The workers, all supported by Unite, claim that they were dismissed soon after their 45th birthdays, the age imposed by the airline as the retirement age at its Hong Kong base. Despite years of attempts by the union in Hong Kong, backed by Unite in the UK, to bring BA's Hong Kong retirement age into line with the standard retirement age for those working in other areas of the airline's Hong Kong operation, with UK law, and with Unite's collective agreements covering UK-based crew, BA has steadfastly refused to change its policy. Its forced retirement age of 45 for Hong Kong cabin crew is now further out of step with UK law as, in 2006, legislation was introduced to outlaw age discrimination on this basis.

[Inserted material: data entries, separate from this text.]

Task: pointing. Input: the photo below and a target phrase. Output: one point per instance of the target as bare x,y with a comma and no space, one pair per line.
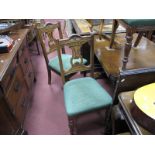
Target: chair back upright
48,39
75,43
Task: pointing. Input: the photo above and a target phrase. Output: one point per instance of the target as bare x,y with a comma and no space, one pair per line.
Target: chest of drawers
16,80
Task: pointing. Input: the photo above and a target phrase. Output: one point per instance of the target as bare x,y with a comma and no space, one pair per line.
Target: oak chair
132,26
85,94
48,43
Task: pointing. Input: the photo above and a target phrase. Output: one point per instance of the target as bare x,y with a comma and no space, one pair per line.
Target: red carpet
47,115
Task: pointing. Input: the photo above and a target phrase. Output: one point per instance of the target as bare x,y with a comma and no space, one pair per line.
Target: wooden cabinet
16,80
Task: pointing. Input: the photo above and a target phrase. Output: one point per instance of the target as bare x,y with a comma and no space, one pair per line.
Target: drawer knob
26,60
17,87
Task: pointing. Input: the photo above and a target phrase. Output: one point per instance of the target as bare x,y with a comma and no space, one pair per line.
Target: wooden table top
83,27
125,101
142,56
6,58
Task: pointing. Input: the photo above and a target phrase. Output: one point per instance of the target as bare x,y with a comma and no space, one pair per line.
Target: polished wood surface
126,104
130,30
16,79
111,59
6,59
84,27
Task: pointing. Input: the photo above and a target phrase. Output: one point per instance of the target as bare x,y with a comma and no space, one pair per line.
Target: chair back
132,79
75,43
46,34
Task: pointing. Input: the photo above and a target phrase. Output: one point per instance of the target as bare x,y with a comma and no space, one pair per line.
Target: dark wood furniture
141,57
132,26
85,94
130,80
47,40
8,25
126,104
16,79
32,36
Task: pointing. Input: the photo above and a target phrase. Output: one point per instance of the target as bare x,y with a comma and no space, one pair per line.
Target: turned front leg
127,48
114,28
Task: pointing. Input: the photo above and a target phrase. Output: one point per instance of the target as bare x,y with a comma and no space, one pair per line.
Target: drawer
29,76
22,48
15,90
9,76
24,61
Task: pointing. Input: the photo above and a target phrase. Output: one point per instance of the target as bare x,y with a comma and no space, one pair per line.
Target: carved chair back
48,39
75,43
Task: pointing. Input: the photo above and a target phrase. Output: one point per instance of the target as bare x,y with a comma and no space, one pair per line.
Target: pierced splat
75,43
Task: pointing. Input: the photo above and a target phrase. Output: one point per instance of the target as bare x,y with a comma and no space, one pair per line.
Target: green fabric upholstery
140,22
54,62
83,95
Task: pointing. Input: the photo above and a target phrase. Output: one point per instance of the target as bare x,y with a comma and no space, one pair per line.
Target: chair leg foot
49,77
72,126
108,125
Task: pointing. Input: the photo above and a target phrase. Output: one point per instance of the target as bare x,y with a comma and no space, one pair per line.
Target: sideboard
16,80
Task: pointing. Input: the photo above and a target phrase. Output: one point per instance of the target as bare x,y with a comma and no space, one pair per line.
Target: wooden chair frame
47,31
75,42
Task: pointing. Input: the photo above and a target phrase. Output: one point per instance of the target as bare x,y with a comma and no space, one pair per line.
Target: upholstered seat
140,22
54,62
83,95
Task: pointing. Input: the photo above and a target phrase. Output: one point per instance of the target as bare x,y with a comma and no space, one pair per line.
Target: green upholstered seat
54,62
140,22
84,95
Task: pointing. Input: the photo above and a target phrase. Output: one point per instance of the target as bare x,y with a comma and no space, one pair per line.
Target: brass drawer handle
30,74
26,61
17,87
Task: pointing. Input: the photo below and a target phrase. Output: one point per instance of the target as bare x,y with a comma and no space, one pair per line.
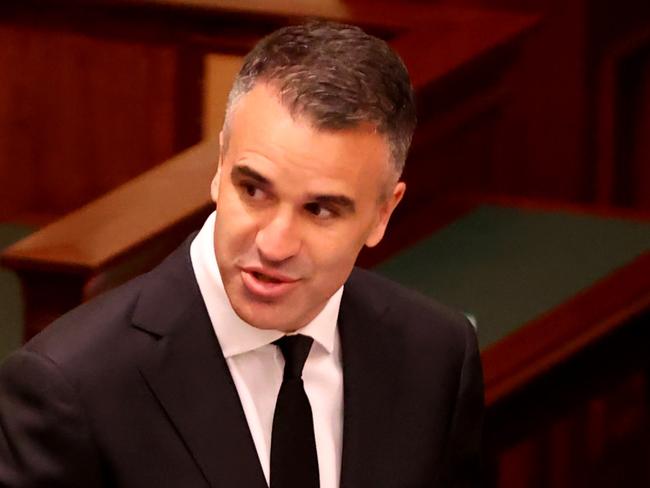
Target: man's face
295,205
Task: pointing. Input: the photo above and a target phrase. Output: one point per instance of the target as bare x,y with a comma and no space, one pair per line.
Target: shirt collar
234,334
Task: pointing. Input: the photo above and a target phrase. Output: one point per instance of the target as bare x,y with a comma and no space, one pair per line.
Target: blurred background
528,202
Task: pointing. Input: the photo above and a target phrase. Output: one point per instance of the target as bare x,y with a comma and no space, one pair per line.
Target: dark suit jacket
132,390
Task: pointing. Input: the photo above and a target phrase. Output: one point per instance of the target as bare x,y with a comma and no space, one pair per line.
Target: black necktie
294,463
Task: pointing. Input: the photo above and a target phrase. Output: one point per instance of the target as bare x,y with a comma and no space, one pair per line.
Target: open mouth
265,278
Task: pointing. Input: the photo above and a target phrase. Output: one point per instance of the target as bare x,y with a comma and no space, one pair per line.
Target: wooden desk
562,300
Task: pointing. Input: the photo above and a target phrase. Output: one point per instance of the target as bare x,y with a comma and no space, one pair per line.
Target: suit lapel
188,374
369,382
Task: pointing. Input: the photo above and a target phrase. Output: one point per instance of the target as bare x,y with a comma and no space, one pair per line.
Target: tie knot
295,350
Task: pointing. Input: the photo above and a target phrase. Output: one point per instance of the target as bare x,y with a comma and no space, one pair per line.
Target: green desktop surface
11,303
506,266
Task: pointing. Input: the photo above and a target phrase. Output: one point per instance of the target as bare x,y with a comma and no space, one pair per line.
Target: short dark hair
338,76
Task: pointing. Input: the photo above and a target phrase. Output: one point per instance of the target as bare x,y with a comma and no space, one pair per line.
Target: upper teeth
263,277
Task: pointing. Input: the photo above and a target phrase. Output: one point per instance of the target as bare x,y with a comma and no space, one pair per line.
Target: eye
252,191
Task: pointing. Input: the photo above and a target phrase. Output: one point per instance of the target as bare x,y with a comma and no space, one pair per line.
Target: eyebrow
344,202
240,171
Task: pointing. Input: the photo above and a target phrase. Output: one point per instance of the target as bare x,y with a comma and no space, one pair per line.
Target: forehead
263,132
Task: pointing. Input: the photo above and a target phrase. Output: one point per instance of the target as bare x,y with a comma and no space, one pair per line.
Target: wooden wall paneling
220,71
16,160
583,424
87,114
622,116
543,150
641,152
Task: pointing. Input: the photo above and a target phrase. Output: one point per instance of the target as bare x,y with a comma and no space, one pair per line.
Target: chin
258,315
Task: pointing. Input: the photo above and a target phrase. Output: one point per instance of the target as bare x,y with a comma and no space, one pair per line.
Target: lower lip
266,289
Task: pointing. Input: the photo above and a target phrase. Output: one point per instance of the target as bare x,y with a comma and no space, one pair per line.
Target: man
256,355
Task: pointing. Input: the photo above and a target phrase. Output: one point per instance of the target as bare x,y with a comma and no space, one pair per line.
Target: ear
214,186
384,212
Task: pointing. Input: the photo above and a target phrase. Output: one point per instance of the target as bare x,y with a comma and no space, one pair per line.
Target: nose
278,240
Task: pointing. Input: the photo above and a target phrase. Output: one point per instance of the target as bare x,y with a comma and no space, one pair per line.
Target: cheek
234,226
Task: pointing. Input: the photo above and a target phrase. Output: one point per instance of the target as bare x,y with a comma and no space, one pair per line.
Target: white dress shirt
256,365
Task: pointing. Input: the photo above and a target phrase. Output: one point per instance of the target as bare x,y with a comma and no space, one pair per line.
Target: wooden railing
457,59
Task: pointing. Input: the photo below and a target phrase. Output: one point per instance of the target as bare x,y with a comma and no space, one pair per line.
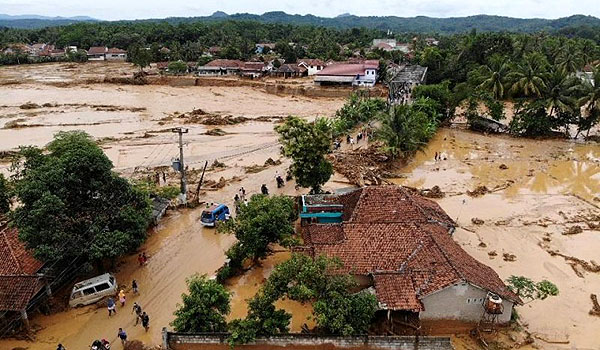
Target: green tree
204,308
307,144
441,94
260,222
492,77
140,56
73,206
589,101
405,130
4,195
528,289
301,278
177,67
528,77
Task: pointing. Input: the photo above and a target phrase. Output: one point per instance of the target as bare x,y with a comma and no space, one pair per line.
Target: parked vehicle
93,289
217,212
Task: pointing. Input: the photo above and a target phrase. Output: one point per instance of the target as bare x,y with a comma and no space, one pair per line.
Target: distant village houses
351,74
102,53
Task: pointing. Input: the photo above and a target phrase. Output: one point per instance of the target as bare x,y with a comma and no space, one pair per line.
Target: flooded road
539,190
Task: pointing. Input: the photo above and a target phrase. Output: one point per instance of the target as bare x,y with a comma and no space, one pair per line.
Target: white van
90,291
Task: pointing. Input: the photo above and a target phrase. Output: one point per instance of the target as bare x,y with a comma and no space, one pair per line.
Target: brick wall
218,341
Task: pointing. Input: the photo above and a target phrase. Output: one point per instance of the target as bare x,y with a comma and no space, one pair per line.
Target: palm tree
557,95
570,59
404,130
493,76
589,101
528,77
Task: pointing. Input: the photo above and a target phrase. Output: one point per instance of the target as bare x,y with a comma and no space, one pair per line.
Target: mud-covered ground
539,190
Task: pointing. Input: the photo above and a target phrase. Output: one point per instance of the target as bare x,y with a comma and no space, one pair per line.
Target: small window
101,287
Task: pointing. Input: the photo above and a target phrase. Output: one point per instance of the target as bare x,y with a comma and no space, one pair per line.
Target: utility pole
182,131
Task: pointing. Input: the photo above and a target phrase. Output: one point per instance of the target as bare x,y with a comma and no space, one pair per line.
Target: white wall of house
312,70
95,57
462,302
116,56
368,79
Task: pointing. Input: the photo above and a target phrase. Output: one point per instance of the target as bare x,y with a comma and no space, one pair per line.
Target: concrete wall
208,341
462,302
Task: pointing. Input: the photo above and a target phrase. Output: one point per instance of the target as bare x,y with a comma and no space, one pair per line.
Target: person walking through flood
138,312
111,306
122,297
122,335
145,321
134,287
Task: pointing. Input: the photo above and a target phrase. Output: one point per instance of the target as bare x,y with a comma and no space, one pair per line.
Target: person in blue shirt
111,306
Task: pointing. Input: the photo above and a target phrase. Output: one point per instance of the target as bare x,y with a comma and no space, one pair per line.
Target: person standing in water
111,306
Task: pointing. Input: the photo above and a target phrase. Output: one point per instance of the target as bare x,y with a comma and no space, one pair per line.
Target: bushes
359,108
260,222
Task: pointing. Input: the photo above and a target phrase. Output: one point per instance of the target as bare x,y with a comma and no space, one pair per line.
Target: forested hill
419,24
397,24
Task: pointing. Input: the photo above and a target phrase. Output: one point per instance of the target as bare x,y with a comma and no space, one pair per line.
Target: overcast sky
132,9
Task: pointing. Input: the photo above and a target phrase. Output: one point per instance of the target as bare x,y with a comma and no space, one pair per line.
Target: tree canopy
204,308
73,206
307,144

In 2008, Unite won a pre-hearing to have the case heard in the UK on the basis that discrimination laws apply to BA's international cabin crew. BA appealed this decision in an attempt to maintain the discriminatory practice by arguing that the case is outside of the UK court's jurisdiction.
At today's tribunal, the EAT will be asked to decide to confirm that the case can indeed be heard in the UK courts. If the workers and Unite succeed, this will be a landmark case, which could have ramifications for international cabin crew throughout BA's worldwide operations and could bring them under UK legislation and the jurisdiction of the UK courts.
Carol Ng, chair of the BA Hong Kong International Cabin Crew Association and one of the 15 claimants, has made the trip to the UK to attend the tribunal in the hope that justice will now be done.
Ahead of the tribunal, Steve Turner, Unite national secretary for aviation, congratulated the workers on their fight for justice: "It is disgraceful that BA throws its Hong Kong cabin crew on the scrapheap at 45 years of age, and it is unacceptable that they continue to oppose all efforts by the workers and their union to end what is a clearly discriminatory practice. Instead of hanging its head in shame and looking for a way of ensuring all workers are treated equally wherever they may be based, BA continues its efforts to find legal loopholes to block efforts to end clear discrimination.
"It is very disappointing that we have had to go to court over this, but we are determined to win justice for these workers."